State authority is crumbling across Haiti while gang violence engulfs the capital, Port-au-Prince, and beyond, “paralysing daily life and forcing families to flee,” UN Secretary-General António Guterres told the Security Council on Thursday.

Six million people are in need of humanitarian assistance, while 1.3 million people — half of them children — have been forced to flee their homes, he added.

Haiti now ranks among the five hunger hotspots worldwide that are of “highest concern,” said the UN chief. Yet it remains the world’s least-funded humanitarian appeal, with less than 10 per cent of the $908 million needed received.

The UN chief lamented the level of international neglect, describing Haiti as “shamefully overlooked and woefully underfunded,” as armed groups continue to block humanitarian access and attack aid workers.

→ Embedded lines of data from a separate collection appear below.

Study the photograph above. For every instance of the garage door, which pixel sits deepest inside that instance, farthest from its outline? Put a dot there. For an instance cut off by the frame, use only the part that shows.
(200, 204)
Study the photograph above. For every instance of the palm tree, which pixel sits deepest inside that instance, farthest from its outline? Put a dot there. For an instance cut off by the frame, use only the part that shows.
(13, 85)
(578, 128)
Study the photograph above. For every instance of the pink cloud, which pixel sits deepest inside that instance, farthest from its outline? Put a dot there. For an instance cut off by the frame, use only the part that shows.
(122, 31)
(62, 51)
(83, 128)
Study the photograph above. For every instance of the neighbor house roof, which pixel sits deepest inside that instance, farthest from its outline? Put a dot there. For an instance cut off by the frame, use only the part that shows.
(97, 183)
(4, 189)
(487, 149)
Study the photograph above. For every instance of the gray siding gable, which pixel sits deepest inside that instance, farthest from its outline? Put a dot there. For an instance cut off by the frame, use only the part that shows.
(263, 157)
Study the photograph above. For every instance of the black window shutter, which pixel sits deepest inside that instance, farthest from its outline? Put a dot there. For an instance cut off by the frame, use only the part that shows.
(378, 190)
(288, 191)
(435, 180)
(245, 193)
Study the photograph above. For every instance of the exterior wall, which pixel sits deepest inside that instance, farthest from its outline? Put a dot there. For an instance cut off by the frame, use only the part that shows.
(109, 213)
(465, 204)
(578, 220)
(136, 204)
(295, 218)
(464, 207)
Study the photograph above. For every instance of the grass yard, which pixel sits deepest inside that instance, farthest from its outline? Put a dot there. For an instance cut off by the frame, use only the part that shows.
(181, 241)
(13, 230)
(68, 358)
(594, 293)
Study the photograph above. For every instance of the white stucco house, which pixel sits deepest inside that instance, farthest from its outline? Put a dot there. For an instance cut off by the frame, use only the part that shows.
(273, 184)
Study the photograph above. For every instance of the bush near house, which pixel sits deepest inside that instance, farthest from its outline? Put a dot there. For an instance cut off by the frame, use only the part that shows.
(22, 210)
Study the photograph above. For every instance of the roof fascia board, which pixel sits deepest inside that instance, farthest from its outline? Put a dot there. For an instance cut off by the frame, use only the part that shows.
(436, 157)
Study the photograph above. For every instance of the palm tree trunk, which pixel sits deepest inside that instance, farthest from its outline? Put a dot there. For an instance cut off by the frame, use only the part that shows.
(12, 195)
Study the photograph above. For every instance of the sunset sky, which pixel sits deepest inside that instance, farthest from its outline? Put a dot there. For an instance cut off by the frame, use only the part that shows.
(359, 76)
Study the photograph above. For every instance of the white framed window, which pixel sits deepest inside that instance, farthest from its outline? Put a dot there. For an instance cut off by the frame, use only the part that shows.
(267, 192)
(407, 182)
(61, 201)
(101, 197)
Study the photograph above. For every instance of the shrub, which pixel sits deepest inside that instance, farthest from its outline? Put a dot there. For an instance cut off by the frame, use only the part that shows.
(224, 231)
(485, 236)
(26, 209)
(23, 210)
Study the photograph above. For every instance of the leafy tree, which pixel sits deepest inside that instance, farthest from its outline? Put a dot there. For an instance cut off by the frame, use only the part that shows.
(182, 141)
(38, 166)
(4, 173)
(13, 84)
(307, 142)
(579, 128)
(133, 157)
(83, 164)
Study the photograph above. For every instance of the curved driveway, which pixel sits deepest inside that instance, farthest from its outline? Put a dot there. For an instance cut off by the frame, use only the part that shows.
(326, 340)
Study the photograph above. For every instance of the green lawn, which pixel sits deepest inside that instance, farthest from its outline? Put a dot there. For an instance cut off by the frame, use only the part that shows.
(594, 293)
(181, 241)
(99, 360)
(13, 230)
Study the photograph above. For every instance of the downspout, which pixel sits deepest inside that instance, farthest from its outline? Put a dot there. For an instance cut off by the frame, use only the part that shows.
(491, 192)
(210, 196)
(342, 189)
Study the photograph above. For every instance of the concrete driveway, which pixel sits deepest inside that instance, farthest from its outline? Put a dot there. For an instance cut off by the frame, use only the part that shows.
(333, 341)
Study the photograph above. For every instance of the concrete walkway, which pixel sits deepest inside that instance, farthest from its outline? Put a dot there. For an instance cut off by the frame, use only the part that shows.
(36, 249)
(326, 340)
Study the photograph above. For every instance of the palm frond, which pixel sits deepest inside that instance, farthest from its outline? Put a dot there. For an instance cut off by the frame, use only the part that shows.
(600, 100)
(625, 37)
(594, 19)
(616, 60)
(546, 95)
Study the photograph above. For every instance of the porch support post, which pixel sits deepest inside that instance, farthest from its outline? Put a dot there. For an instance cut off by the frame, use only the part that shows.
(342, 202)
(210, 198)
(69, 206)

Due to the lack of resources, around 1.7 million people risk receiving no humanitarian assistance at all. “This is not a funding gap. It is a life-and-death emergency,” he said, urging donors to act before lifesaving operations grind to a halt.

Across the country, basic services have collapsed, and mass displacement has left children without education, healthcare, or any sense of safety. As of April, gang violence had interrupted the schooling of some 243,000 children, as attacks on schools continued.

The head of the UN Children’s Fund (UNICEF), Catherine Russell, told ambassadors Haiti’s youth are enduring “unimaginable suffering amidst the brutal armed violence.”

She noted that last year the UN in Haiti had verified more than 2,000 grave violations against children — a nearly 500 per cent increase on the previous year.

The Caribbean nation last year was among the five worst offenders worldwide, Ms Russell added, including cases of summary execution.

Even more concerning, she said, was the 700 per cent increase in cases of recruitment and use of children by armed groups, alongside a 54 per cent increase in killing and maiming, according to Ms Russell.

Children now account for a staggering 50 per cent of all active gang members in Haiti.

“I ask Members of this Council to use all available leverage to protect children,” she said, and to support “concrete actions” which will prevent violations from spiralling still further.

Despite the bleak outlook across Haiti and soaring levels of violence and lawlessness, “there are emerging signals of hope,” said the Secretary-General.

Closer coordination between the Prime Minister’s Task Force, the Haitian National Police, and the Security Council-backed Multinational Security Support Mission (MSS) is improving operations on the ground, he said.

But more decisive international support is required to protect and expand these fragile gains.

The Kenyan-led mission was authorised by the Security Council in October 2023 and aims to help overstretched Haitian authorities stem gang violence and restore national security, especially in the capital.

Mr Guterres welcomed efforts by the Security Council to advance his proposal to strengthen the MSS through UN logistical and operational support, and urged ambassadors “to act without delay and authorise an international force, supported by the UN through logistical and operational backing, and predictable financing.”